Barrio of Puerto Rico

Aguacate is a barrio in the municipality of Aguadilla, Puerto Rico. Its population in 2010 was 1,525.

==History==
Aguacate was in Spain's gazetteers until Puerto Rico was ceded by Spain in the aftermath of the Spanish–American War under the terms of the Treaty of Paris of 1898 and became an unincorporated territory of the United States. In 1899, the United States Department of War conducted a census of Puerto Rico finding that the combined population of Aguacate barrio and Arenales was 991.

Historical population
| Census | Pop. | Note | %± |
| 1910 | 440 |  | — |
| 1920 | 466 |  | 5.9% |
| 1930 | 624 |  | 33.9% |
| 1940 | 976 |  | 56.4% |
| 1950 | 1,278 |  | 30.9% |
| 1960 | 696 |  | −45.5% |
| 1970 | 727 |  | 4.5% |
| 1980 | 731 |  | 0.6% |
| 1990 | 1,149 |  | 57.2% |
| 2000 | 1,531 |  | 33.2% |
| 2010 | 1,525 |  | −0.4% |
U.S. Decennial Census 1900 (N/A) 1910-1930 1930-1950 1980-2000 2010

==Features==
Aguacate has an elevation of 203 feet.

==Sectors==
Barrios (which are, in contemporary times, roughly comparable to minor civil divisions) in turn are further subdivided into smaller local populated place areas/units called sectores (sectors in English). The types of sectores may vary, from normally sector to urbanización to reparto to barriada to residencial, among others.
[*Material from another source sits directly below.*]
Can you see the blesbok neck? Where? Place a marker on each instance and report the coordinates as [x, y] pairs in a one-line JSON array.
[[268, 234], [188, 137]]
The following sectors are in Aguacate barrio:

Reparto Los Robles,
Reparto Roldán,
Sector Calero,
Sector Villa Min,
Urbanización Nuevo San Antonio,
Urbanización Quintas de San José,
Urbanización Ramón Marín,
Urbanización Villa Aurelia,
Urbanización Villa del Paraíso,
Urbanización Villa Jiménez,
Urbanización Villa Montaña,
Urbanización Villa Sotomayor,
Urbanización Villas del Mar, and Villa Olga.